There wasn’t anything that needed to be said to that, so they started walking. The office building had a main entrance, of course, but that led straight to the corridor he and Lorelei had just come from, and there was no way they were going back there, even with the computer thinking they were allowed to be here. There were two side entrances, however, and one of them opened right onto this office area. That was where they headed now, and when they reached the plain metal door they paused long enough for Tish to check the alarms and locks surrounding it.
“All clear,” she announced, smirking. “Looks like the systems actually unlocked it for us when it saw us approaching. Helpful, that.”
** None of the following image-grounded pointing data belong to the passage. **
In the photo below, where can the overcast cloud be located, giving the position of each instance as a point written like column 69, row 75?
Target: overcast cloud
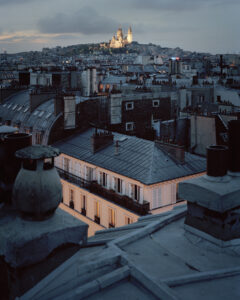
column 197, row 25
column 86, row 21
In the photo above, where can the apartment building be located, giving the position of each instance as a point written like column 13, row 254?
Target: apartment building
column 111, row 179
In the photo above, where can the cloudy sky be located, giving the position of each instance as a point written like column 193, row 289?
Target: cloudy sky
column 196, row 25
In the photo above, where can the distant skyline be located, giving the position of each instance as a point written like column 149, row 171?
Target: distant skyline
column 195, row 25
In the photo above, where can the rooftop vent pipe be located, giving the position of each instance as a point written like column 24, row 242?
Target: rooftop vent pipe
column 234, row 145
column 217, row 161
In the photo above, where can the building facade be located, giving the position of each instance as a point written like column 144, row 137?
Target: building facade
column 120, row 41
column 116, row 183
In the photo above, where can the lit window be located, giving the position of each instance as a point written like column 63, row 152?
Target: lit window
column 128, row 220
column 97, row 212
column 103, row 179
column 112, row 217
column 129, row 126
column 155, row 103
column 97, row 209
column 118, row 185
column 71, row 202
column 135, row 192
column 129, row 105
column 39, row 137
column 83, row 205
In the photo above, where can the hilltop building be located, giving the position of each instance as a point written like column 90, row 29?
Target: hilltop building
column 112, row 179
column 120, row 41
column 189, row 252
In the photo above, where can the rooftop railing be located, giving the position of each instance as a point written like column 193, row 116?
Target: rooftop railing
column 110, row 195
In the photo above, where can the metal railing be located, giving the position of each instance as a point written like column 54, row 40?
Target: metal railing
column 95, row 188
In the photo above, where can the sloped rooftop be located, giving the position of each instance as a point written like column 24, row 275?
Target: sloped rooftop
column 152, row 259
column 137, row 158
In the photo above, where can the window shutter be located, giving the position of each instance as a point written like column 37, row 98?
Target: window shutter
column 113, row 183
column 99, row 177
column 123, row 188
column 141, row 195
column 130, row 190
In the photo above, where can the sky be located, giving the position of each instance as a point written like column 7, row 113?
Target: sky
column 195, row 25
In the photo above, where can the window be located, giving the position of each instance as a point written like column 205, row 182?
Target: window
column 66, row 163
column 112, row 217
column 48, row 163
column 129, row 105
column 83, row 205
column 71, row 202
column 118, row 185
column 39, row 137
column 155, row 103
column 89, row 173
column 135, row 192
column 103, row 179
column 97, row 212
column 128, row 220
column 129, row 126
column 30, row 164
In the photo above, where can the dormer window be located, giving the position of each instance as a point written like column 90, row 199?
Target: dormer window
column 30, row 164
column 129, row 126
column 129, row 105
column 48, row 163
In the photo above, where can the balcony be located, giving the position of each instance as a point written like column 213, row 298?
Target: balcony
column 122, row 200
column 83, row 211
column 97, row 219
column 95, row 188
column 73, row 178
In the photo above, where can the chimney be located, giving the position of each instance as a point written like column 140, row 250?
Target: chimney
column 176, row 152
column 37, row 236
column 58, row 105
column 37, row 201
column 213, row 200
column 117, row 148
column 10, row 164
column 101, row 140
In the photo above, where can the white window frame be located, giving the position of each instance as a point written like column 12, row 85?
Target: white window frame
column 131, row 124
column 155, row 103
column 131, row 104
column 112, row 216
column 104, row 179
column 128, row 220
column 118, row 185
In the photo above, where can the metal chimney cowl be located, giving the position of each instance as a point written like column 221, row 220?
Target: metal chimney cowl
column 37, row 190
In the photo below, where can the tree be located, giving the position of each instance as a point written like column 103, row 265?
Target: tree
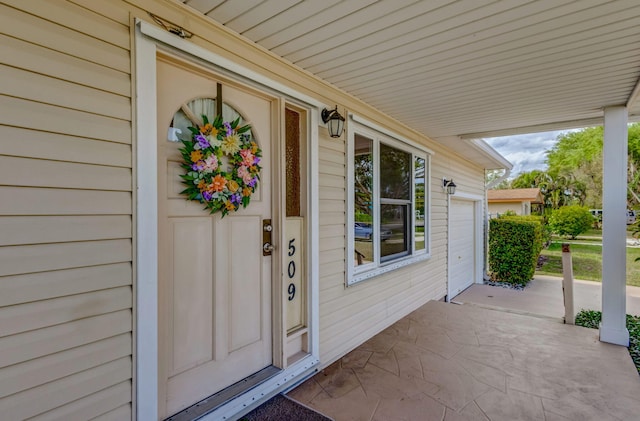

“Very.” Cole grabbed the door’s lockbar. “Once we’re out of here—”
“Already done,” the decker assured him smugly. “Our records are time-sensitive.”
“Nice.” And with that Cole pushed the lockbar and shoved the door open.
It was still the middle of the night—with everythin
g that had happened, he’d half-expected it to be broad daylight outside, with people heading to work. He paused a second on the threshold to let his eyes adjust to the change in lighting, then dropped into a defensive crouch when someone large and hulking loomed into his peripheral vision.
“You bozos about done?” Mace—Stonemace Lifecrusher to his close friends and associates—demanded, stepping into the light above the door just enough for them to see it was him, his signature stone mace hefted in both hands. “’Cause I’ve already had to put one patrol down, and set another off on a wild goose chase, and there’s a third on its way.”
“Yeah, we’re done,” Cole replied, stepping all the way out of the building and heading toward the ork and the comforting shadows around him. “Let’s get the hell out of here.”
He heard several mutters of agreement behind him, but didn’t bother to look back as he followed Mace along the exit route the big ork had cleared for them. At this point, the job was done, so the team wasn’t really a team anymore. Just a handful of individuals all hired for the same purpose, and all interested in getting away and getting paid. That meant it was in each of their own best interests to make it away from here safe and sound, so he’d let the others worry about that themselves. Even Lorelei. Anyway, she was a big girl. She could take care of herself, and wouldn’t appreciate him suggesting otherwise.
Besides, he had the amulet. As long as he got out of here okay, he’d get paid. And if some of the rest of them—particularly the two newbs, who had nearly gotten him killed—were too slow or too stupid to escape? Well, that just meant a bigger cut for him.
Cole thought he could live with that.